We pick out some popular debates in the vegan world and tackle them head-on. This time we ask, if you’re vegan, should you ride horses?
If you treat a horse with respect and care, is it okay to ride?
Riding a horse does not necessary abuse or exploit that animal. Many riders love horses, and treat those animals with respect and kindness. Being vegan is about minimising suffering to other living creatures, and if riding horses does not cause the animal to suffer, then how c an it go against that basic principle?
Michelle Whitham Jones is a long-term rider. She says: “My husband and I had just decided to move from vegetarianism to veganism when we bought our horses. We believed we were very ethical horse owners because our horses were looked after very well and received a great deal of care and attention from us. Later, we acquired our rescued Mini-Shetland Ben, and nursed his sweet itch scabs with plant based remedies.
“Our horses do not have metal shoes. We ride without bits because of the harm that they could cause and because I don’t like the thought of metal bits in mouths. We have managed to find a source of vegan saddles and bridles so our horses don’t have to be dressed with leather either.
“Our horses live out in four acres all year although they can choose to use a field shelter if they need to. We still treat our horses with the upmost respect and care but we are also safe, our horses can’t choose to communicate with light kicks or bites like they do in the field with each other, we use humane training techniques which never involve whips or pain of any kind.
“My horses are healthy and together we coexist in a very pleasant, cruelty-free way. I am happy to discuss my view of veganism and I am also aware that there may be some dramatic about-turns in the future, but for now, I am a free thinking, liberated horse owning vegan, and I am fine with it.”
To use any animal for our own entertainment is exploitation, and therefore not vegan.
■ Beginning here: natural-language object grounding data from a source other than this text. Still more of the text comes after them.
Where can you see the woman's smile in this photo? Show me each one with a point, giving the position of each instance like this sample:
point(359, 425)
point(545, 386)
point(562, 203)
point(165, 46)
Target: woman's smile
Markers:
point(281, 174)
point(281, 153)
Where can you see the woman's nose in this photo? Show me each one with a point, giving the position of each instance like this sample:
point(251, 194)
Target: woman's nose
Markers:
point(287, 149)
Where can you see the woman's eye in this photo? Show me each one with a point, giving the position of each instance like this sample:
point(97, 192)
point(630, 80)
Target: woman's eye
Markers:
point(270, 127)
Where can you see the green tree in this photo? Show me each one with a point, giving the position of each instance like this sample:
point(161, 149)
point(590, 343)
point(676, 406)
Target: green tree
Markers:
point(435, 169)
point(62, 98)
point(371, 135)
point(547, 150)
Exploitation does not necessarily mean abuse, it means using someone else for your own benefit.
Jemma Crosby has been vegan for two years. After being involved in dressage for several years as a junior rider, she recently gave up the sport. She says: “When I became vegan, I stopped riding horses – in the same way I stopped eating animals and wearing wool and leather. When you become vegan, you stop exploiting animals, and that may involve giving up things you have previously enjoyed doing.
“I believe animals are not ours to use. For me to go to a riding school, and pay for the ‘use’ of on the horses for a ride meant the horse was being commodified, and someone was profiting from that horse. I don’t think the riding school owners should make money from using that horse, in the same way I don’t think a farmer, for example, should make money from selling meat.
“For me, veganism is about animal rights, and the steps some riders will take to reduce harm to the horse i.e. not using a metal bit, or a whip, are animal welfare steps. It is better than treating the animal badly, but it does not actually adhere to the vegan ideology. I accept that many riders do love horses, and do treat them well. I also believe if someone rescues an abandoned or abused horse,
it is good to give the animal a good, safe home. I’m not blinkered, and realise as long as we live in a world where people do use animals, there will always be a need to provide sanctuary.
“But I don’t believe vegans should buy into, or promote that market by ‘buying’ or ‘owning’ horses. Ultimately, using a horse for riding, you are exercising control and ownership over an autonomous, independent animal, and that goes against everything veganism is about.”
We have presented you with two sides of the argument, but what do you think?